この日は参加者の一人がイスラム教徒だったため、ハラルの食材や調味料を使って寿司を作ってもらった
―英語でうまくコミュニケーションをとるために大切なことはなんでしょうか。
秋山:英語に自信がない場合は、一つのメニューに特化した方が教えやすいと思います。
あれもこれも教えようとすると表現が追い付かなくなってしまいます。一つのメニューに特化して、説明内容を一通り覚えて回数を重ねていけば、必ず上達していきます。
また、説明が長くなるときはポイントごとに英語を使った動画で説明するのもいいと思います。
でも、語学はあくまでも補助的な部分で、一番大切なのはコンテンツの面白さだと思います。その体験が非常にユニークで、教育的価値があるものだったら、語学の壁を超えていきます。日本人が体験しても面白いと思えるものなら、外国人が体験してもきっと面白いと思うはずです。
地方のまちなら、例えば笹寿司をつくるのに、笹をとってくるところから一緒に体験することもできます。あるいは、しょうゆ蔵や酒蔵でどうつくられているかを見学してから、その調味料を使うのも面白いですね。
東京ではできない体験がいくつもあると思うので、そういった体験をぜひ企画してほしいと思います。
色鮮やかなお寿司を銀皿に
―訪日外国人客の増加で、外国人向け料理教室自体も増えてきました。これからどんなことに挑戦していきたいですか。
秋山:私が始めたころは東京に3、4軒程度しかなかった外国人向け料理教室も、今では100軒ほどに増えました。家庭で開く教室や観光ツアー向けの教室など、スタイルも多様化しています。
「ブッタベーリズ クッキングスクール 東京」では、アメリカのグーグルやヤフーなどから企業研修の一環で料理教室を依頼されています。毎年、カリフォルニアにある本社から20代の若いエンジニア20~30人がやってきて、広いキッチンのある部屋を借りてフル回転しながら料理を教えています。ただの飲み会を開くのではなく、体験を通して食文化を学ぶことが海外ではトレンドになっているようです。

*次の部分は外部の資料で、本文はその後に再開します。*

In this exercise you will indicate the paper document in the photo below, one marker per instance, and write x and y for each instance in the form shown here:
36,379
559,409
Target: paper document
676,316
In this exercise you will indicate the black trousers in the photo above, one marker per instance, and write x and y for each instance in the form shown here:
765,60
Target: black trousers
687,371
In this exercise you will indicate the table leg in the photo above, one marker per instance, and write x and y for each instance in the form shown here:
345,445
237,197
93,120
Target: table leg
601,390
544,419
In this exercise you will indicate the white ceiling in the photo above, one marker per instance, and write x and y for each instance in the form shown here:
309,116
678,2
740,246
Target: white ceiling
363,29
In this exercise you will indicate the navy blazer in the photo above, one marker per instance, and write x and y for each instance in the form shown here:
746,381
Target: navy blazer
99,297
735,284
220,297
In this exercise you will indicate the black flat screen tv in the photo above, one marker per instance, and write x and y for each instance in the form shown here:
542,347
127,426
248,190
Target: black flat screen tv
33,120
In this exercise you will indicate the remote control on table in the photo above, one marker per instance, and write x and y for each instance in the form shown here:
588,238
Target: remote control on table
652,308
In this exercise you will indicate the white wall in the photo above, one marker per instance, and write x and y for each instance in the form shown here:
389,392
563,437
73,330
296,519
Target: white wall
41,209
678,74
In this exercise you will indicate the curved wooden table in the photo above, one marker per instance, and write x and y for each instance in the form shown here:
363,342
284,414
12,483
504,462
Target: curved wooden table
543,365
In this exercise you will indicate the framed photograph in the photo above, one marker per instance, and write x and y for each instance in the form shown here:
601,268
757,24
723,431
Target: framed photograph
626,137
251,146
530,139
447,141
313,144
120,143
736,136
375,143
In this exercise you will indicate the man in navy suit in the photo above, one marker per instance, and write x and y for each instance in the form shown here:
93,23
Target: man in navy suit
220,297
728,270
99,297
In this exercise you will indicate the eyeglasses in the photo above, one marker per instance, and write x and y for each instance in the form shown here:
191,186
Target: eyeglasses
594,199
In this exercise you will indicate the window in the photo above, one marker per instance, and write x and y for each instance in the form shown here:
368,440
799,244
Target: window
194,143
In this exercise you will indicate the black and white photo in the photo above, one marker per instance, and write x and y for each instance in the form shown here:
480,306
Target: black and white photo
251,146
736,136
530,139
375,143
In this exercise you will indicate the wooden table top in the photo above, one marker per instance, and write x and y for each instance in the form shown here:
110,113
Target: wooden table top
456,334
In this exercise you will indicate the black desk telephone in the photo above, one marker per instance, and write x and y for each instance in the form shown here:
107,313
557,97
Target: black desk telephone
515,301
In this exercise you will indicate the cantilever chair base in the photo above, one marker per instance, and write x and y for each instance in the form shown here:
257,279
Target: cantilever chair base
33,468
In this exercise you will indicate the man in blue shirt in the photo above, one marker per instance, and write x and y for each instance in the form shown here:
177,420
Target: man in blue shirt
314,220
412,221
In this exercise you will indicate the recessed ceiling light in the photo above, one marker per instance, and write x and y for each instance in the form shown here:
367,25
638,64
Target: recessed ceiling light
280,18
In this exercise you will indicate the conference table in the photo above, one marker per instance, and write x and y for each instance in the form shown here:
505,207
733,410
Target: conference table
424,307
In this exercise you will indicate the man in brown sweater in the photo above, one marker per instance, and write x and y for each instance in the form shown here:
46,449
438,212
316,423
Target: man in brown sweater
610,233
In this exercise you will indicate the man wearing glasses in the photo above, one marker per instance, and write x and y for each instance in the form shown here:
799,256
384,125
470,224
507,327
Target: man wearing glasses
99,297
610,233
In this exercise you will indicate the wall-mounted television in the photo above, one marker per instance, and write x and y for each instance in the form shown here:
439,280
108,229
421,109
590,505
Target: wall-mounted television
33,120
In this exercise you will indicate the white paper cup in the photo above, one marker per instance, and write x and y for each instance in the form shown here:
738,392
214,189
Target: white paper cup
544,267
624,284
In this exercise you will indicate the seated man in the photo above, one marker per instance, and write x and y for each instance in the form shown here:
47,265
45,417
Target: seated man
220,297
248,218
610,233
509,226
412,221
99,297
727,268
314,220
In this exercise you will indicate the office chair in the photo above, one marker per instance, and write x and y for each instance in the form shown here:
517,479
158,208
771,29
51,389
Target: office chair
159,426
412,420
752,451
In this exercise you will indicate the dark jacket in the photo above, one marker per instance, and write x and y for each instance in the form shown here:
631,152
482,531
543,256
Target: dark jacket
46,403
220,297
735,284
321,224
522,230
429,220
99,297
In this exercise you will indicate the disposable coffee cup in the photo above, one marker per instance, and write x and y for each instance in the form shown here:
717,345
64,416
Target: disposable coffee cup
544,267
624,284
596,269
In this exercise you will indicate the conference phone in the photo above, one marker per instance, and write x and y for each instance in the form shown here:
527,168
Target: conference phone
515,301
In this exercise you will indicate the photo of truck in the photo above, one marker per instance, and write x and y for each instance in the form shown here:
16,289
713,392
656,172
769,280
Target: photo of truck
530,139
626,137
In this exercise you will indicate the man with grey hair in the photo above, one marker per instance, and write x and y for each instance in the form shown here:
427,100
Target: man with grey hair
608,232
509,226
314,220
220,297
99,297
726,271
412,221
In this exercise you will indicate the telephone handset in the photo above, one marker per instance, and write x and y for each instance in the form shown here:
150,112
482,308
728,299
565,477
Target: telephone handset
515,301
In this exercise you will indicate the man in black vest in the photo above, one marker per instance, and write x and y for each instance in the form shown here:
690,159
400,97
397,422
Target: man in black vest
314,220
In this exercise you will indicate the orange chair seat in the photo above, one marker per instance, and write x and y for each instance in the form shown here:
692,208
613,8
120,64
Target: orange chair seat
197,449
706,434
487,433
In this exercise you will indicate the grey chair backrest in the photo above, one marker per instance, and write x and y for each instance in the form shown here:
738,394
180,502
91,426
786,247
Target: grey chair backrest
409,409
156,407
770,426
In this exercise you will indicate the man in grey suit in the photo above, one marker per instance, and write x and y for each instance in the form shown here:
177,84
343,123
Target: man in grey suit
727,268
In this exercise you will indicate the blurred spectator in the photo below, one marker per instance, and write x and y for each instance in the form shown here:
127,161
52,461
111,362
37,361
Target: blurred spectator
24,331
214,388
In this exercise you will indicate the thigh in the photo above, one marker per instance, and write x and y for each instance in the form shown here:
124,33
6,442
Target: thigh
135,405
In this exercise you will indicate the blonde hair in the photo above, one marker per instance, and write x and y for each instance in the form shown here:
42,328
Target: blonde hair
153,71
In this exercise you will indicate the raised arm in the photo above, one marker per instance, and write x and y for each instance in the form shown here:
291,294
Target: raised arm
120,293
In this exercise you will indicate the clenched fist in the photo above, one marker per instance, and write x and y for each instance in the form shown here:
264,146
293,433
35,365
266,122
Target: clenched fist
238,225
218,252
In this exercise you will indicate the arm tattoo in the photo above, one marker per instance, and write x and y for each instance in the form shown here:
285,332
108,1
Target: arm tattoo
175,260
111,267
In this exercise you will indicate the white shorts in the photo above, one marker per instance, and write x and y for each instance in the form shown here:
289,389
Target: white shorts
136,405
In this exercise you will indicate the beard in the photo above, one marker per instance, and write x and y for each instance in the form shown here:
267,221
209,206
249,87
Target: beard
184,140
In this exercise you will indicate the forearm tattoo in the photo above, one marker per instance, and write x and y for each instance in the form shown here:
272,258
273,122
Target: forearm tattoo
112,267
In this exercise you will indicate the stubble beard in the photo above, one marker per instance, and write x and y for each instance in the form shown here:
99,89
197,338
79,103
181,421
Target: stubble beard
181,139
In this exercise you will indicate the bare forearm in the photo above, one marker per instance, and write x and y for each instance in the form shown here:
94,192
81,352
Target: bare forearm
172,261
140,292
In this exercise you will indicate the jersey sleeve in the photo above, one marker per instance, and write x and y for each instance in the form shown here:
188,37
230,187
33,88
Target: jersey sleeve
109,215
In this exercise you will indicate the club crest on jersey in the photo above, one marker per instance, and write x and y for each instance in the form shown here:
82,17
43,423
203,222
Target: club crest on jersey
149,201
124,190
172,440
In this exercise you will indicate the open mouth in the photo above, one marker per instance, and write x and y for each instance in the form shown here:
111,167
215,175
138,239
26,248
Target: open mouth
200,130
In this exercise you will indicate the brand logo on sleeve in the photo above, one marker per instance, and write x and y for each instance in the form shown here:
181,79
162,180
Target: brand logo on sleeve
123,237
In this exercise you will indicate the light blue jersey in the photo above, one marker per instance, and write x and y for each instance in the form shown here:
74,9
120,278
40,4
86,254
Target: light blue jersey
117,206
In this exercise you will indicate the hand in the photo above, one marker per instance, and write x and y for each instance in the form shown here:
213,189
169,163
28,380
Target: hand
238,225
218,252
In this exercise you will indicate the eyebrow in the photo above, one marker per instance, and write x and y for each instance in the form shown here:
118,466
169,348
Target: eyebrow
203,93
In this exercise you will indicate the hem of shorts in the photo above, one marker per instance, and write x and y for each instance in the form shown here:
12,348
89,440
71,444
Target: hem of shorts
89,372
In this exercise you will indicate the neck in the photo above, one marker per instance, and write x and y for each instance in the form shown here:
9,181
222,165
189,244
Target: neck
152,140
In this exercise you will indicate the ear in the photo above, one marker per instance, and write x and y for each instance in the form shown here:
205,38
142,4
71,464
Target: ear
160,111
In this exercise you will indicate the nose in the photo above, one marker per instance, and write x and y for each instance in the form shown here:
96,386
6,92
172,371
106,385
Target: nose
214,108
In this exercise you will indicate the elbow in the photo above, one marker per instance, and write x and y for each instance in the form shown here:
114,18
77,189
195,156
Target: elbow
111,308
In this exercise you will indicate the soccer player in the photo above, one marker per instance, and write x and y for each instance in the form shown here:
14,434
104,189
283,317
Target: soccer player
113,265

日本人留学生も、海外で和食を教えたり、一緒につくったりすれば、ホストファミリーや学校の友人とも仲良くなれると思います。
若い世代には、ぜひ和食というツールを持って海外に飛び出し、人間関係を深めてほしいと思います。
作ったお寿司を前に参加者から笑みがこぼれる
(取材・文/城市奈那、撮影/太田正人)
■取材対象者プロフィール
高校時代に英国留学を経て、フェリス女学院大学大学院博士前期課程修了。英語教員として教鞭をとるかたわら、2011年に当校を開講。2016年開成学園を退職し、国内外で精力的に活動を本格化。Google USA, Yahoo USA, Airbnbなど海外企業からのteam buildingのオファーからタイアップ事業を多数手がける。近年はオリンピックや観光誘致に関する地方自治体などの外国人観光客誘致のアドバイザーなどもつとめる。
江戸懐石近茶流修了、日本寿司インストラクター協会認定インストラクター、国際利き酒師免許、教員専修免許(英語)など資格多数。著書に『英語でレッスン!外国人に教える和食の基本』(IBCパブリッシング、2016年)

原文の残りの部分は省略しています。